Después de una semana, el dolor y el miedo fueron irreprimibles. Fui a una clínica cerca de la oficina y me ayudaron a soportar ese raro episodio que aún no termina; pero el asunto era muy complicado, y tuve que ver a un otorrinolaringólogo.

Busqué al azar en un hospital privado, y la única de turno fue una especialista gorda y de muy mal carácter que me arruinó varias semanas de mi vida. Fue ella quien luego de cientos de dólares en consultas y medicamentos, y dolorosos exámenes, me dijo que mi caso era grave; entre bostezos y cálculos turcos en torno a lo que ella cobraba por la operación, me comentó: "Todo indica que lo suyo es cáncer".

Esa noche bebí ron a raudales, y lloré abrazado a mis hijos. No creo temerle a la muerte como la entendemos los panameños (flores, rosarios, café, trajes negros, y dominó); pero me fastidió tener tantas metas sin alcanzar en la agenda. Por ejemplo, sueño con escribir un cuento sentado a la mesa de un café en la Puerta del Sol, en Madrid; o en alguna de las zonas ajardinadas de Buenos Aires; o, porqué no, en el hotelito que quisiera levantar en las montañas chiricanas, camino a Bocas del Toro vía terrestre. De la noche a la mañana, nada de eso se iba a poder.
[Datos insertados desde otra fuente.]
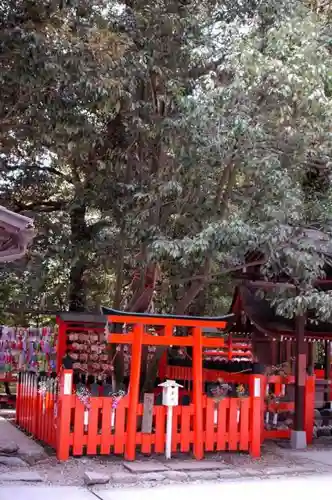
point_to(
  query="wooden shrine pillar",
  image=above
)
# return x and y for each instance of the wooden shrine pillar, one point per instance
(298, 436)
(198, 393)
(134, 384)
(327, 369)
(311, 358)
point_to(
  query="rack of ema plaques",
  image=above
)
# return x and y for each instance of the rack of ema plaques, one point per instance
(25, 349)
(77, 416)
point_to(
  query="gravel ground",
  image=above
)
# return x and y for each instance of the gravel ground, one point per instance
(71, 473)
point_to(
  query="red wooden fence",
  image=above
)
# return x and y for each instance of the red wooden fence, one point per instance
(36, 407)
(63, 422)
(271, 409)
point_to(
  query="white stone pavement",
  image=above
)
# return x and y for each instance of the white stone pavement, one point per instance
(45, 493)
(273, 489)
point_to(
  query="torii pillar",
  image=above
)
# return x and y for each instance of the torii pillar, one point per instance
(298, 434)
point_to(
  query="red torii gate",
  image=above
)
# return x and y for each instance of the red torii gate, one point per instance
(166, 327)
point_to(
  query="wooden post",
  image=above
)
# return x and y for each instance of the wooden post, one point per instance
(230, 347)
(309, 407)
(64, 414)
(198, 394)
(61, 344)
(300, 375)
(274, 354)
(311, 358)
(135, 374)
(257, 387)
(18, 398)
(327, 370)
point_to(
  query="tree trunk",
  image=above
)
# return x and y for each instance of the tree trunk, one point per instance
(79, 237)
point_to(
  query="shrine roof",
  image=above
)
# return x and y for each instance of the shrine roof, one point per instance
(16, 232)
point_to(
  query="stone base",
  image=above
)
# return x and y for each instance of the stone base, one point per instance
(298, 440)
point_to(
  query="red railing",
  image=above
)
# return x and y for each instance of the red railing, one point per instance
(64, 423)
(36, 407)
(271, 409)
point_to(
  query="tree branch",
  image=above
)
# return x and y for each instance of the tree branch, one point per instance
(50, 170)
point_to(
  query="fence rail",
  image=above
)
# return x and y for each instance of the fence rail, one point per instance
(52, 413)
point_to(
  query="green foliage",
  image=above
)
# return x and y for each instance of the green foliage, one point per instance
(182, 133)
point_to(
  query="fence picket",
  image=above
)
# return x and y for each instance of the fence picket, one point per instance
(223, 406)
(78, 427)
(107, 436)
(93, 440)
(160, 429)
(244, 424)
(120, 434)
(209, 425)
(227, 424)
(186, 435)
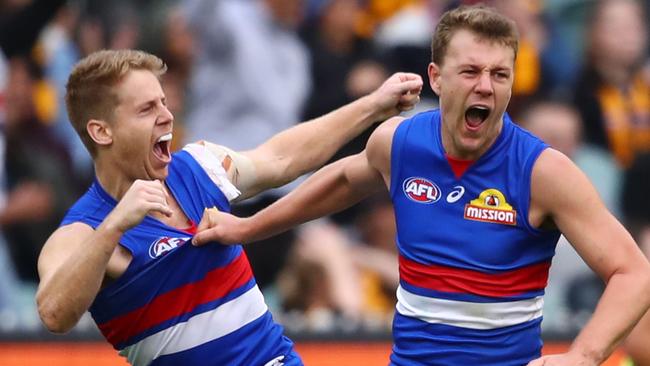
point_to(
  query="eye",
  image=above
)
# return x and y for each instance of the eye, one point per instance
(501, 75)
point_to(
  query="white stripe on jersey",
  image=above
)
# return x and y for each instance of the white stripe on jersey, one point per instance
(224, 319)
(467, 314)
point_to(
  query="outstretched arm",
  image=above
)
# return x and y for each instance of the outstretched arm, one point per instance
(561, 191)
(333, 188)
(307, 146)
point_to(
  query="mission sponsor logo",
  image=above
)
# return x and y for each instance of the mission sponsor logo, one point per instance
(421, 190)
(491, 206)
(164, 245)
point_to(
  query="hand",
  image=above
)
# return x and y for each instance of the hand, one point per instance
(564, 359)
(221, 227)
(142, 198)
(400, 92)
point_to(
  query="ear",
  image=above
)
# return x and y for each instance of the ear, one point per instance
(100, 131)
(434, 77)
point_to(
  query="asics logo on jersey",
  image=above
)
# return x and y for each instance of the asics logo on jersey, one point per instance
(164, 245)
(491, 206)
(456, 194)
(421, 190)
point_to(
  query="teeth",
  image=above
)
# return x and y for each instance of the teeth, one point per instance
(166, 137)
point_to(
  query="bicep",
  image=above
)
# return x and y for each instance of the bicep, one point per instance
(566, 195)
(65, 241)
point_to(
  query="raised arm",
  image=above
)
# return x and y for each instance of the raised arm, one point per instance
(307, 146)
(565, 194)
(333, 188)
(76, 259)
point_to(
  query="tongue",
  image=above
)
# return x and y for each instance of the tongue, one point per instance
(159, 151)
(473, 119)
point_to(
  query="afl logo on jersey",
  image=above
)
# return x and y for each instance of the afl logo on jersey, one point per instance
(421, 190)
(164, 245)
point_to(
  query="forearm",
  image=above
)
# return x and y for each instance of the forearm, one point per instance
(625, 300)
(70, 290)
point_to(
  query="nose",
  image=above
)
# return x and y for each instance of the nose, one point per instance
(166, 115)
(484, 84)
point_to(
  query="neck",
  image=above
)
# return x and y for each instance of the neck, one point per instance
(113, 183)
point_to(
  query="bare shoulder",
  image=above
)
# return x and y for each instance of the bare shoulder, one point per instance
(383, 135)
(64, 241)
(378, 149)
(558, 185)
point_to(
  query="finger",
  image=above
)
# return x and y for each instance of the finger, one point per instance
(205, 236)
(407, 86)
(537, 362)
(205, 222)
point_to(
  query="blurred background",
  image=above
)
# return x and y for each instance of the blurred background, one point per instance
(242, 70)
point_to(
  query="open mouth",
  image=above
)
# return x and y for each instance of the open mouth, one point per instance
(162, 147)
(476, 115)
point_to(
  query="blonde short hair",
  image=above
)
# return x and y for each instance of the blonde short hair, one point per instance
(90, 91)
(484, 21)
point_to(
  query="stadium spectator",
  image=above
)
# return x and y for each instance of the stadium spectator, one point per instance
(120, 252)
(612, 94)
(479, 205)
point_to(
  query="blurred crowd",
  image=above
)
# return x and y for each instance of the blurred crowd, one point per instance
(242, 70)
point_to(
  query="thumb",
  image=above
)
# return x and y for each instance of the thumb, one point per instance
(410, 86)
(201, 237)
(207, 221)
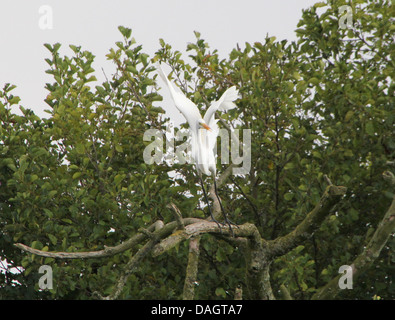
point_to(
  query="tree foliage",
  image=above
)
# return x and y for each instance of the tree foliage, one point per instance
(320, 111)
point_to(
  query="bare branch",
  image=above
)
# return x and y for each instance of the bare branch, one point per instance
(106, 252)
(203, 226)
(192, 269)
(310, 224)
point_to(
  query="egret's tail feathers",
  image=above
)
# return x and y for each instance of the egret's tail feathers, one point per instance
(161, 73)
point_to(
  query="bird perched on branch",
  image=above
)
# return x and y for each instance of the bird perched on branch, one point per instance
(204, 132)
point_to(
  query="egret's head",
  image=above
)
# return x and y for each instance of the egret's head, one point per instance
(204, 125)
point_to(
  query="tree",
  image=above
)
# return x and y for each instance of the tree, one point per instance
(76, 193)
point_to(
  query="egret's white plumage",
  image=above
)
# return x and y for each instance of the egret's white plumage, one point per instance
(202, 140)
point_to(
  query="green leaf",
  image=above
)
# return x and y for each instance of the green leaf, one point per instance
(369, 128)
(53, 239)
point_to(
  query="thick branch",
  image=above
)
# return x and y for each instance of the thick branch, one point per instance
(203, 226)
(310, 224)
(192, 269)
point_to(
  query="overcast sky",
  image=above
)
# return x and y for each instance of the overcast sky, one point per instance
(93, 25)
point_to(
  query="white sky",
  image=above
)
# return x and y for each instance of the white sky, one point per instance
(93, 24)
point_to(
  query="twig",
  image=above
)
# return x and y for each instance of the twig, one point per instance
(177, 215)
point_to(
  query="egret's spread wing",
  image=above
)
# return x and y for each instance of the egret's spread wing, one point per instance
(224, 103)
(188, 109)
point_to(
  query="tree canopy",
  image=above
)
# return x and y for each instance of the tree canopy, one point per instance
(77, 194)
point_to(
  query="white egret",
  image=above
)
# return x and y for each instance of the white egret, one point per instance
(204, 132)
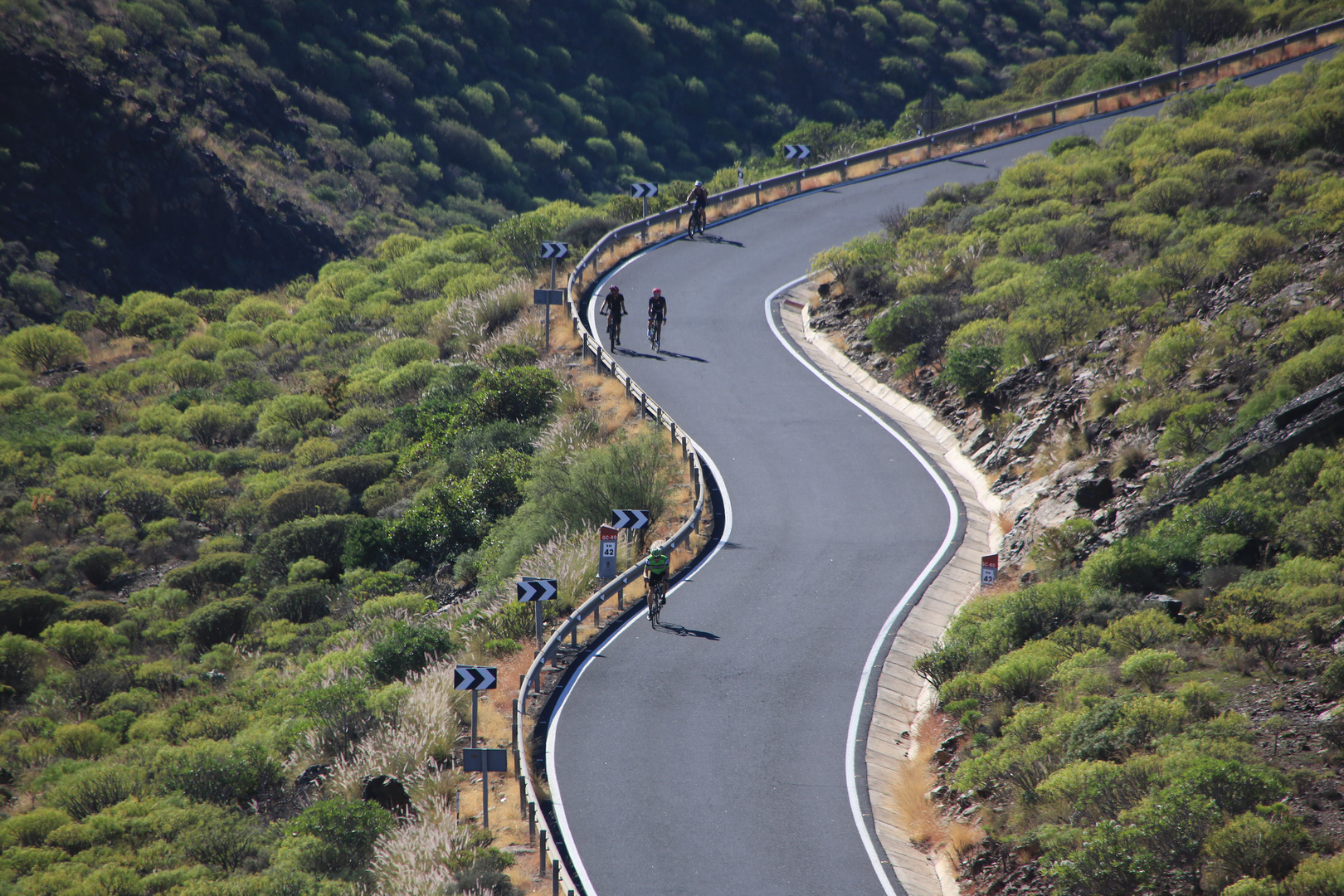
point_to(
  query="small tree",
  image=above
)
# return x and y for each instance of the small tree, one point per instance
(80, 642)
(1151, 668)
(101, 563)
(43, 347)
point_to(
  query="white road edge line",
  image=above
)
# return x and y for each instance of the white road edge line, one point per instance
(919, 585)
(565, 694)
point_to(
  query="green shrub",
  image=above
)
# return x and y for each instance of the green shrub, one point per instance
(27, 611)
(43, 347)
(214, 571)
(19, 659)
(1234, 786)
(409, 648)
(307, 499)
(912, 320)
(158, 317)
(972, 370)
(1254, 845)
(218, 622)
(101, 563)
(90, 790)
(1151, 668)
(80, 642)
(319, 536)
(32, 828)
(355, 473)
(346, 830)
(218, 772)
(301, 603)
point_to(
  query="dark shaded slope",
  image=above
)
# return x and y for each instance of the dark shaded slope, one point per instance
(124, 202)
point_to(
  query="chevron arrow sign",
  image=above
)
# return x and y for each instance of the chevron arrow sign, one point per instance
(629, 519)
(475, 677)
(537, 590)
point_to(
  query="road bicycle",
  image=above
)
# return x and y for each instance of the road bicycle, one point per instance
(657, 598)
(696, 223)
(613, 328)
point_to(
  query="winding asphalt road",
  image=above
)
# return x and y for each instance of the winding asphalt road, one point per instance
(710, 757)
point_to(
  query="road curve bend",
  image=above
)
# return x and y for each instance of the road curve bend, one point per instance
(710, 757)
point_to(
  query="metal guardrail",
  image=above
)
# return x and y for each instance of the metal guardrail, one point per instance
(562, 879)
(1098, 102)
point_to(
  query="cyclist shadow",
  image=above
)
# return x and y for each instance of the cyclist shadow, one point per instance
(719, 241)
(687, 633)
(631, 353)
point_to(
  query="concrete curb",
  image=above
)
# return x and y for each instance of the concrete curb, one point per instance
(901, 696)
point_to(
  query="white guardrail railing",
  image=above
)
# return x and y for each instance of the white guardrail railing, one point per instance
(559, 868)
(636, 236)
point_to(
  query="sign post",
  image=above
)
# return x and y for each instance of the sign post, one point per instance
(606, 555)
(485, 761)
(988, 570)
(629, 520)
(476, 679)
(533, 592)
(554, 251)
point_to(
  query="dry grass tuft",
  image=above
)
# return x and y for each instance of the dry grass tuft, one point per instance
(426, 728)
(413, 860)
(923, 820)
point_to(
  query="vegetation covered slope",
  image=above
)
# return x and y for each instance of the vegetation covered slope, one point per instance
(275, 134)
(244, 544)
(1183, 277)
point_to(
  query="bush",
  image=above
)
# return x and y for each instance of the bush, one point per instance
(1140, 631)
(156, 316)
(1254, 845)
(19, 657)
(355, 473)
(301, 603)
(913, 320)
(90, 790)
(307, 499)
(409, 648)
(346, 830)
(80, 642)
(101, 563)
(972, 370)
(32, 828)
(214, 571)
(84, 740)
(43, 347)
(218, 622)
(218, 772)
(27, 611)
(318, 536)
(1151, 668)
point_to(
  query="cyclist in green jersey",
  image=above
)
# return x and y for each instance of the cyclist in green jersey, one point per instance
(656, 581)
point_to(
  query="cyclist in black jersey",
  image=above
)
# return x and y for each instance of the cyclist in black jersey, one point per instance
(613, 306)
(657, 317)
No me gustó saber que me iba a morir, así que me fui a ver otro médico: un pediatra. Yo también me sorprendí cuando me enteré de su especialidad, pero me explicó que también es otorrino. Su nombre, Héctor Chepote. Este señor abrió mi boca y me miró con ternura la garganta. Con delicadeza me dijo: "usted no tiene cáncer ni nada de eso (...) usted sufre de reflujo", es decir, los ácidos estomacales suben por el conducto digestivo y me queman la garganta. No fue necesario nada más... ni más dinero, como quería la gorda.

Hoy duermo tranquilo. La daga sigue ahí, clavada en mis cuerdas vocales, pero no es para tanto; a Perales no le molesta que no cante sus canciones. Otro médico amigo, Rafael Pérez Ferrari, me ha ayudado a controlar el reflujo y ha hecho que vea más cercana esa tarde en la Puerta del Sol.